El día en que el toro “Bermejo” de Xajay le abrió el vientre de un navajazo, comprendí el tremendo valor de Antonio. Era el 16 de febrero de 1975 en la Monumental Plaza México, alternando con el español Antonio José Galán y el tijuanense Rafael Gil “Rafaelillo”. Con un sentido de supervivencia fuera de lo común, al ver sus propios intestinos tirados, con su forma laberíntica y su aspecto de masa apelmazada y gelatinosa, Lomelín los recogió de la arena y los llevó de vuelta a la cavidad abdominal. Cualquier otro se hubiera desmayado del dolor y la impresión.

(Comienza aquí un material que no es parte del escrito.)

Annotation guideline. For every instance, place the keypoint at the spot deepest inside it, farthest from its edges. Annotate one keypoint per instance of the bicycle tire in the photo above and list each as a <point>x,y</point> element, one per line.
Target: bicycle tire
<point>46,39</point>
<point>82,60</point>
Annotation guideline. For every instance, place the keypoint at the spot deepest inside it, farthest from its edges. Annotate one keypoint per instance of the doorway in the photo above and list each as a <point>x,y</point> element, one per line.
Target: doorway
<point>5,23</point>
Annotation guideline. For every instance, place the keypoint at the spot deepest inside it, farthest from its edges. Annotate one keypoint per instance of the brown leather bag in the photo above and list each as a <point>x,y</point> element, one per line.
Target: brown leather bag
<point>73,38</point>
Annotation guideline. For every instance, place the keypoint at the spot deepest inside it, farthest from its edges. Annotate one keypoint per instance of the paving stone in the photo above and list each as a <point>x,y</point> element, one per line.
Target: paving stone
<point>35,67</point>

Ese valor rayano en la inconciencia fue el común denominador de la carrera del combativo diestro acapulqueño. Valiente y atrabancado era Antonio en los primeros años sesenta cuando irrumpió en la placita de La Aurora, semillero de otros grandes de la época como Manolo Martínez.
Antonio fue un banderillero desprovisto de elegancia pero de gran precisión y espectacularidad. Con la muleta mantenía el alto voltaje. Solía iniciar sus faenas con el péndulo, dejando quietas las zapatillas. Entremezclaba los derechazos recios y templados con aquellos otros donde miraba a los tendidos, dando un aire tremendista a sus trasteos. Y con la espada fue implacable. Perfeccionó su técnica letal gracias a los consejos de José Alameda, y desde entonces fue raro verlo perdiendo las orejas por culpa de alguna falla con la espada.
Antonio Lomelín vivió la vida a tope, atropellando la razón. En el toreo valiente que practicaba se concentraban su disipación, su espíritu libre y su conducta entrona e intemperante. Su vida fue en sí misma una alarde temerario.